Google advised app developers to communicate clearly with their users regarding the data they shared with Huq. Huq is a British location-data company.

Google announced that apps who do not comply with its data policies will be removed from the Play Store.

This comes just after Huq, a BBC journalist, admitted that at most two of his app partners hadn’t sought permissions for the right user.

Huq claimed that data protection was taken “very seriously” by the firm and all of its partners believe they are in compliance.

Regulators and policy-makers are increasingly scrutinizing app partnerships and data sharing with third parties.

Huq has partnered with many apps to offer a variety of services, such as a prayer app for Muslims and a flight tracking app.

Developers embed lines of Huq code that feed location data to Huq, which Huq then compiles. The information can then be sold to clients including various UK councils.

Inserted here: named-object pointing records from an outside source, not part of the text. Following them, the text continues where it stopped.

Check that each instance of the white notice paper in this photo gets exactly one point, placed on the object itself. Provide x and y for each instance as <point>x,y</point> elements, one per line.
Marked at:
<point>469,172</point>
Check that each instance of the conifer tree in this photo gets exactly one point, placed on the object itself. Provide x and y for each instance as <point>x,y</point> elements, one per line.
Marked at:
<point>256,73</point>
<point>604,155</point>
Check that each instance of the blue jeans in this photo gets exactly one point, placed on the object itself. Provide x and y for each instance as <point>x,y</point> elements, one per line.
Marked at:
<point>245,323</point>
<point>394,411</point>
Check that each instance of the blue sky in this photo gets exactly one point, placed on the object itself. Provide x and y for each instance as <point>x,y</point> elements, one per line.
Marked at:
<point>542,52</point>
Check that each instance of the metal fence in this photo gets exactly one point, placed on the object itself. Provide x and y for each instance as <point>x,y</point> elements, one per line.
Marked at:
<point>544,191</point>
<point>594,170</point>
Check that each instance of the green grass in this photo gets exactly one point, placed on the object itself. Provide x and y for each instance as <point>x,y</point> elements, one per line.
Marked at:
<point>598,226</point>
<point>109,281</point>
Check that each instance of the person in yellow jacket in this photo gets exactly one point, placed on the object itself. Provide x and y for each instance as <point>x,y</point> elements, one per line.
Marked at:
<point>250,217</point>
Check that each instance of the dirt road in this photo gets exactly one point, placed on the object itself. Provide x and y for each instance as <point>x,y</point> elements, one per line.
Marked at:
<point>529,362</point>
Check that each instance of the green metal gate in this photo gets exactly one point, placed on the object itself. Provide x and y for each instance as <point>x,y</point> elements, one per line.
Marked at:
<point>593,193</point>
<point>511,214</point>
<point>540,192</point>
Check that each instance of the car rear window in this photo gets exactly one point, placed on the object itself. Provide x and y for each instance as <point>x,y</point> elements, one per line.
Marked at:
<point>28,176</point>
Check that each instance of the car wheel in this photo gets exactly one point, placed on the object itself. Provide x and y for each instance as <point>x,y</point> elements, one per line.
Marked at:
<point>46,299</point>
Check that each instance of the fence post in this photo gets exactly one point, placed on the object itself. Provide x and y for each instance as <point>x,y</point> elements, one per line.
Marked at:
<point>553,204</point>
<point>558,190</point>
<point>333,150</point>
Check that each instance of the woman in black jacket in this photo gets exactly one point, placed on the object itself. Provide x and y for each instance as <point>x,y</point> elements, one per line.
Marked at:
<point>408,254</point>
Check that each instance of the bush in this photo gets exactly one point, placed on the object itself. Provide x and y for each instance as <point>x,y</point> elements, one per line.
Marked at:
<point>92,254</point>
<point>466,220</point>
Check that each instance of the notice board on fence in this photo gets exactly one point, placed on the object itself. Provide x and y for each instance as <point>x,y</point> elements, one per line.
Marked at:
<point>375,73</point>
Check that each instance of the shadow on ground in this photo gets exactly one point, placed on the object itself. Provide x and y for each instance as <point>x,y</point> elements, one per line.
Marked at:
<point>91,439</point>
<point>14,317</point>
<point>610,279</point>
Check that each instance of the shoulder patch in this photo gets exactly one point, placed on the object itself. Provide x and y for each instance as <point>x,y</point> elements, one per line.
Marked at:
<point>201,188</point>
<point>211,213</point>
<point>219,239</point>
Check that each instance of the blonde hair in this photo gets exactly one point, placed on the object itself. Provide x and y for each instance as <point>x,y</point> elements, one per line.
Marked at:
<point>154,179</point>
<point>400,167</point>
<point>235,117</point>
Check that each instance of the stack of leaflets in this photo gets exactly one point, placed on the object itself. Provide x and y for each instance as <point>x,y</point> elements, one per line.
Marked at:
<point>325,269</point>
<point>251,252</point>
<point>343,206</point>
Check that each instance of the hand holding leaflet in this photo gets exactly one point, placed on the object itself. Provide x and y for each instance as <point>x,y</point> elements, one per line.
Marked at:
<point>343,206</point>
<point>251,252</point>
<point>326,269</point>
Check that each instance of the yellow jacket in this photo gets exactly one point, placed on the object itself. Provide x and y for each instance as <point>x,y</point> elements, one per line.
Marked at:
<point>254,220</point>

Vice’s October article raised concerns about the awareness of users that this information could be shared with them through their apps.

Huq admitted that two apps had shared data with the BBC, and that he did not seek permission from the users.

Google announced a new policy for user data in October. It requires that apps are clear on how data is being used.

Google responded: “As part a our investigation we have sent an email to all developers of apps that we discovered were violating Google Play policies.”

It declined to reveal how many app developers were notified.

Conrad Poulson, chief executive of Huq, stated that the company continues to be concerned about data privacy and consent and supports any efforts to improve it.

“It’s extremely important that we continue working alongside our partners to ensure privacy best practice are implemented and maintained.”

Apple has been also contacted by the BBC.